2. **Feature Engineering:**
   - Family size and social status (title) proved to be important features.
   - Scaling and encoding categorical variables improved model performance.

3. **Model Performance:**
   - Random Forest outperformed Logistic Regression in terms of accuracy.
   - ROC analysis revealed an acceptable trade-off between sensitivity and specificity.

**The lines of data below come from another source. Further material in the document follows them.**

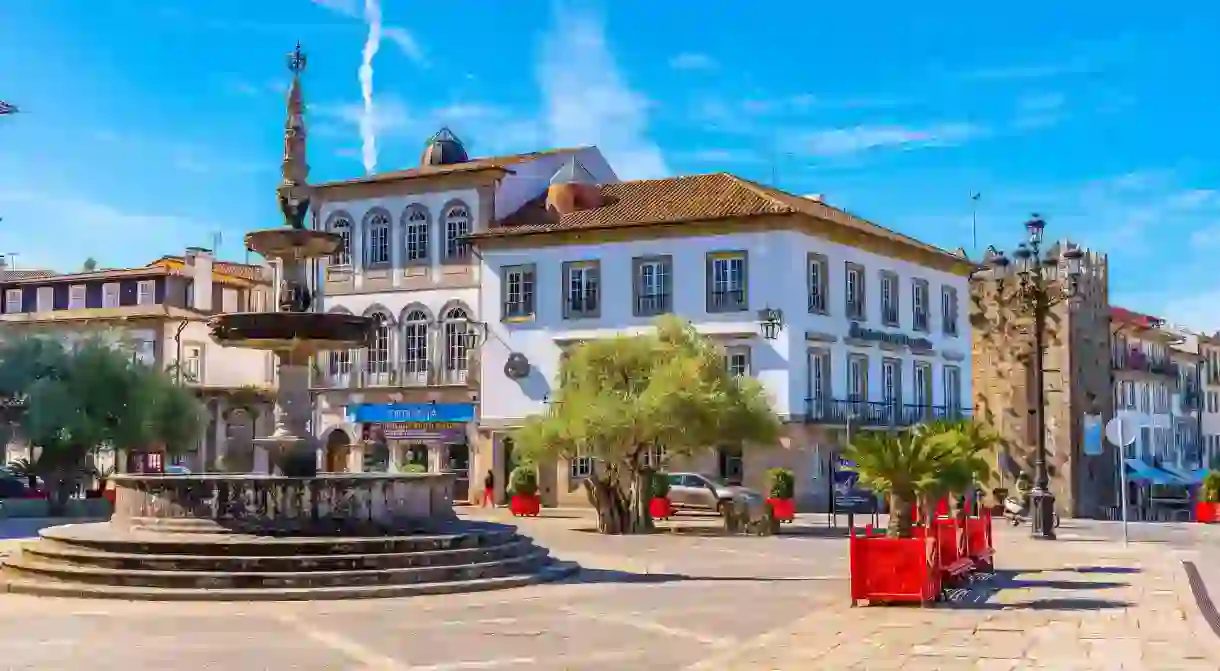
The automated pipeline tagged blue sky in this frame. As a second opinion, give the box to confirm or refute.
[0,0,1220,329]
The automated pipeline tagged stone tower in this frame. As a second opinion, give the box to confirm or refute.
[970,242,1118,516]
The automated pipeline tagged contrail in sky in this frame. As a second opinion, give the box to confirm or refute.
[360,0,382,174]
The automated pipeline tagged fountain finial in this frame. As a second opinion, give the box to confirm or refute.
[277,41,310,228]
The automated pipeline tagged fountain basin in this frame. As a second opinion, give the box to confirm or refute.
[110,473,456,536]
[245,228,343,259]
[207,312,373,354]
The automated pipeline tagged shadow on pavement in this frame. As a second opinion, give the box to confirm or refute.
[556,567,837,584]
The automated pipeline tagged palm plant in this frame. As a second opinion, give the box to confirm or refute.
[843,425,964,538]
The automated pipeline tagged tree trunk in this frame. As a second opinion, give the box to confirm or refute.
[886,492,915,538]
[627,471,654,533]
[584,477,630,534]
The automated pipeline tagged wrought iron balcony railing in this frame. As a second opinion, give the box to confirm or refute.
[805,399,970,427]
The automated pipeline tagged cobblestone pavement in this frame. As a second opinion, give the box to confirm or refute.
[0,511,1220,671]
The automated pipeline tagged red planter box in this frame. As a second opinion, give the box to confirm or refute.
[766,499,797,522]
[1194,501,1220,525]
[509,494,542,517]
[648,498,673,520]
[848,526,941,606]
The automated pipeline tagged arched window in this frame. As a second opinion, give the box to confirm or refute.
[331,217,351,267]
[365,312,389,384]
[444,307,470,384]
[445,203,470,261]
[403,205,428,264]
[403,310,428,384]
[365,210,389,266]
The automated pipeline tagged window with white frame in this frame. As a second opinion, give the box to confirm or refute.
[403,205,429,264]
[725,345,750,377]
[403,310,428,377]
[708,251,748,312]
[37,287,55,312]
[941,287,958,336]
[101,282,118,307]
[331,217,351,267]
[500,265,534,321]
[68,284,85,310]
[4,289,22,315]
[365,210,389,266]
[809,253,830,315]
[847,354,869,403]
[914,361,932,407]
[365,312,389,375]
[135,279,156,305]
[567,456,593,479]
[911,278,928,332]
[844,261,867,321]
[881,271,899,326]
[181,344,204,384]
[443,307,471,382]
[562,261,601,320]
[445,203,470,261]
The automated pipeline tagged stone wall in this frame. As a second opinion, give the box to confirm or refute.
[970,245,1115,516]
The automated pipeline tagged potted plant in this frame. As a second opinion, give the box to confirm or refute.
[843,425,974,605]
[648,472,673,520]
[509,464,542,517]
[1194,471,1220,523]
[766,468,797,522]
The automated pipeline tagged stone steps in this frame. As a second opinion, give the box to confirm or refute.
[5,550,549,589]
[2,562,580,601]
[2,523,580,600]
[21,536,533,572]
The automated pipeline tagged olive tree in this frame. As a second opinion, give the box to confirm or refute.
[515,317,780,533]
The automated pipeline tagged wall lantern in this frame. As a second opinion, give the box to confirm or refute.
[759,305,783,340]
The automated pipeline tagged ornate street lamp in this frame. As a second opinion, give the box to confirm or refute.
[759,305,783,340]
[986,215,1085,540]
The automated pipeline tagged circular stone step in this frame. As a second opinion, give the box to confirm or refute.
[22,536,533,572]
[5,550,548,589]
[4,562,580,601]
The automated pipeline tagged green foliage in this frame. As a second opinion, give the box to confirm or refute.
[766,468,797,500]
[1199,471,1220,503]
[514,316,780,533]
[649,471,670,499]
[0,336,204,475]
[509,464,538,497]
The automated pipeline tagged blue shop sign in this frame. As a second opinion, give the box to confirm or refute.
[351,403,475,423]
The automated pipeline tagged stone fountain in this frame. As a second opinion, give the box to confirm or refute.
[4,45,576,600]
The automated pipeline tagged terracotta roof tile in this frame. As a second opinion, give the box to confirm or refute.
[312,146,588,189]
[471,172,961,259]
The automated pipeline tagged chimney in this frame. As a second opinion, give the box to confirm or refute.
[547,156,601,215]
[185,246,212,312]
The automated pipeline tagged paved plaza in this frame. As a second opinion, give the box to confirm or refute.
[0,511,1220,671]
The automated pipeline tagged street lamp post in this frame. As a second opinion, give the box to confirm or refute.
[986,215,1085,540]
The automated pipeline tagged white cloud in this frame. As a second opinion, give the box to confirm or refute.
[310,0,427,65]
[798,122,986,156]
[0,190,216,271]
[670,51,716,70]
[537,9,669,179]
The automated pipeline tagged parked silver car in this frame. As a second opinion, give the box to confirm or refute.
[670,473,761,515]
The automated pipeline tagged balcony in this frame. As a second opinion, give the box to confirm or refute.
[311,361,473,389]
[805,399,970,427]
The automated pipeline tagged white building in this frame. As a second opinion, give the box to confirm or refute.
[312,129,617,499]
[473,161,971,508]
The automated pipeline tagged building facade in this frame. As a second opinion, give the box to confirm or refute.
[970,243,1118,516]
[473,167,971,510]
[312,129,617,500]
[0,248,275,471]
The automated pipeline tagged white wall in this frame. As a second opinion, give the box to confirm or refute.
[479,231,971,421]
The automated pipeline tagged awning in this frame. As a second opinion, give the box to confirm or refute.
[1124,459,1183,484]
[1164,466,1208,484]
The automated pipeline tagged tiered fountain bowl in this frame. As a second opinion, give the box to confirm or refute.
[4,228,577,600]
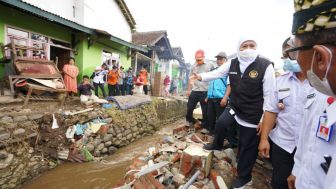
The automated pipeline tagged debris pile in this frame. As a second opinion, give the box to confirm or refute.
[116,127,237,189]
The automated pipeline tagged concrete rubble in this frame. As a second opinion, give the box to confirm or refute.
[115,126,236,189]
[0,97,186,189]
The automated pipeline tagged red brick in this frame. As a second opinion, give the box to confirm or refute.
[172,153,181,163]
[139,176,155,189]
[210,169,219,189]
[180,154,193,176]
[146,174,165,189]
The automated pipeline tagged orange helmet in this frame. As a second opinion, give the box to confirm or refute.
[195,49,204,59]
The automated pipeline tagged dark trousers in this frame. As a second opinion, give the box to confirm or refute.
[206,98,225,131]
[119,84,125,96]
[143,85,148,95]
[237,124,260,182]
[213,108,259,182]
[270,141,295,189]
[108,84,118,96]
[93,82,106,98]
[126,85,133,95]
[213,107,238,149]
[186,91,207,125]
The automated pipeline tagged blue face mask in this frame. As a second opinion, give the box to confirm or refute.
[283,58,301,72]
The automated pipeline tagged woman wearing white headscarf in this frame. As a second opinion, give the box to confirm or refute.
[191,38,275,188]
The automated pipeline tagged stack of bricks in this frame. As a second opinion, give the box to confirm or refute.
[134,173,165,189]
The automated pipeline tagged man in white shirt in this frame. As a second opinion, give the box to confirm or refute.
[287,0,336,189]
[191,38,275,189]
[259,38,311,189]
[93,63,108,98]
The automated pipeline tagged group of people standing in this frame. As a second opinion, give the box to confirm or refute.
[186,0,336,189]
[91,64,148,97]
[163,75,178,96]
[62,58,148,104]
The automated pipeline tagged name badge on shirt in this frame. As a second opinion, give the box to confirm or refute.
[316,115,334,142]
[279,88,290,92]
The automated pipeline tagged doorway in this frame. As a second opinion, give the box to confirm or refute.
[50,46,70,71]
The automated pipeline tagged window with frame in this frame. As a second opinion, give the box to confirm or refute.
[102,50,120,70]
[6,27,49,59]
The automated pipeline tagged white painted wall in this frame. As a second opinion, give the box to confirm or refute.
[23,0,132,42]
[83,0,132,41]
[23,0,76,21]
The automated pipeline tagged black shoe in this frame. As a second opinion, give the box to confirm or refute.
[203,143,221,150]
[233,178,252,189]
[223,144,238,150]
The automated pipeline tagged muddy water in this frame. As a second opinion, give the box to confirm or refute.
[20,120,184,189]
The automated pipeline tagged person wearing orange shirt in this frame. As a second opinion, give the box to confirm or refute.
[107,66,119,96]
[63,58,79,95]
[140,67,148,95]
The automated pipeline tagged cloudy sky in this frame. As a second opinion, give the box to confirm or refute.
[125,0,294,67]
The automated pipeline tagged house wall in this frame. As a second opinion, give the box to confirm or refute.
[0,5,131,80]
[23,0,76,21]
[76,39,131,77]
[0,5,71,78]
[81,0,132,42]
[24,0,132,42]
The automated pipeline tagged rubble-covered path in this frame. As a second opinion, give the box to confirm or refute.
[21,120,184,189]
[21,120,270,189]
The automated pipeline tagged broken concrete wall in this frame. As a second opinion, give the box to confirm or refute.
[0,99,186,189]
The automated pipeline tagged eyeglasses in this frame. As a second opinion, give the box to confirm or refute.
[285,45,314,60]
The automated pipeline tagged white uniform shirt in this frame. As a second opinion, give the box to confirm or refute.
[93,66,108,83]
[265,72,311,154]
[200,57,275,128]
[292,91,336,189]
[324,102,336,189]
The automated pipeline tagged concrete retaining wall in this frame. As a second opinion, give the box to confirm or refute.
[0,99,186,189]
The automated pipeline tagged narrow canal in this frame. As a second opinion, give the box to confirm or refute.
[20,120,184,189]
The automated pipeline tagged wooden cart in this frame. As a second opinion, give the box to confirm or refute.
[7,39,66,106]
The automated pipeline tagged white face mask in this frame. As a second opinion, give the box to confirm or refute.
[307,46,336,97]
[237,49,258,64]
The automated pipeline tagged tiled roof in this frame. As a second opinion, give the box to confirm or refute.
[132,30,167,46]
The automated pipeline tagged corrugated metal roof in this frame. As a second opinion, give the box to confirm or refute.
[0,0,148,52]
[132,30,167,46]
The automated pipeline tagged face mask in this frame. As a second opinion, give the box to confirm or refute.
[307,46,336,97]
[283,58,301,72]
[237,49,258,64]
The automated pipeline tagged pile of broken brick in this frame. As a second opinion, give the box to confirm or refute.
[115,127,237,189]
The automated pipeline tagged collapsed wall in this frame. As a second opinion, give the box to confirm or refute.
[0,99,186,189]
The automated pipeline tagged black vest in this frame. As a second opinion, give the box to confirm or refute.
[229,56,271,125]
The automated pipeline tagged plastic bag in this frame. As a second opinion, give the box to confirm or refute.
[81,147,93,161]
[51,114,59,129]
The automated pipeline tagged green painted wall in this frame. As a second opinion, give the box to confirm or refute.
[76,40,131,77]
[0,5,71,78]
[0,5,131,85]
[0,13,5,79]
[0,5,71,42]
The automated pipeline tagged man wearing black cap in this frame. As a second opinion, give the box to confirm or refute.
[190,38,275,189]
[206,52,237,148]
[287,0,336,188]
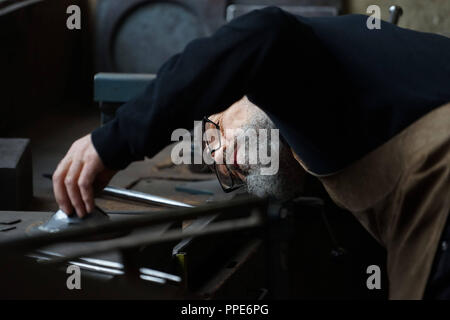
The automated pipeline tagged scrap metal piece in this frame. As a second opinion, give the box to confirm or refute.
[0,227,16,232]
[37,208,109,233]
[389,6,403,24]
[0,219,22,226]
[102,187,194,208]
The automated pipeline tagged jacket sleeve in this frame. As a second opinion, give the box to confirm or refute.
[92,7,306,169]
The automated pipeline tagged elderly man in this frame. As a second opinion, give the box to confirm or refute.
[54,7,450,299]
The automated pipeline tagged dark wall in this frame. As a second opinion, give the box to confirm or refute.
[0,0,92,135]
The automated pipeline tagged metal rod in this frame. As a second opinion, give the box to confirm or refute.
[102,187,194,208]
[43,213,263,264]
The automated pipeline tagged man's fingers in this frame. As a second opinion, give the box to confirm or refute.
[78,162,99,212]
[52,158,72,213]
[64,160,86,217]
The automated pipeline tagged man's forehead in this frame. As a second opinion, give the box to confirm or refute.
[208,98,250,126]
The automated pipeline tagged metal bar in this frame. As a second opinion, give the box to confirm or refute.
[43,213,263,264]
[389,6,403,24]
[102,187,194,208]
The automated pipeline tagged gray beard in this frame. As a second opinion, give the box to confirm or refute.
[237,111,303,200]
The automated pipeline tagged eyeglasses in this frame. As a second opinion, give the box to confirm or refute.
[202,117,244,193]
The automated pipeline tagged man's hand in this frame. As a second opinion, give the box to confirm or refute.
[53,134,116,217]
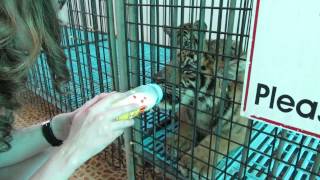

## Feature Importance Analysis
We will now analyze which features contributed the most to the Random Forest model's decisions.

In [None]:
import pandas as pd
import matplotlib.pyplot as plt
from sklearn.ensemble import RandomForestClassifier
from sklearn.model_selection import train_test_split

train_df = pd.read_csv('train_cleaned.csv')
features = ['Pclass', 'Sex', 'Age', 'Fare', 'FamilySize', 'IsAlone', 'Embarked_Q', 'Embarked_S', 'Title_Miss', 'Title_Mr', 'Title_Mrs']
X = train_df[features]
y = train_df['Survived']

X_train, X_val, y_train, y_val = train_test_split(X, y, test_size=0.2, random_state=42)
rf = RandomForestClassifier(n_estimators=100, random_state=42)
rf.fit(X_train, y_train)

feature_importances = pd.DataFrame({'Feature': features, 'Importance': rf.feature_importances_})
feature_importances.sort_values(by='Importance', ascending=False, inplace=True)
plt.figure(figsize=(10,6))
plt.barh(feature_importances['Feature'], feature_importances['Importance'])
plt.title('Feature Importance')
plt.xlabel('Importance')
plt.ylabel('Feature')
plt.show()

## Potential Improvements
Based on the findings, the following improvements can be considered:
- Fine-tuning hyperparameters of models using GridSearchCV.
- Applying advanced feature selection techniques to reduce dimensionality.
- Using ensemble models such as Gradient Boosting and XGBoost.
- Collecting additional data to enrich the dataset.


## Final Thoughts
- The Titanic dataset is a great case for learning data preprocessing and modeling.
- Despite limitations such as missing data, useful insights were derived.
- Further improvements in feature engineering and model selection can enhance predictions.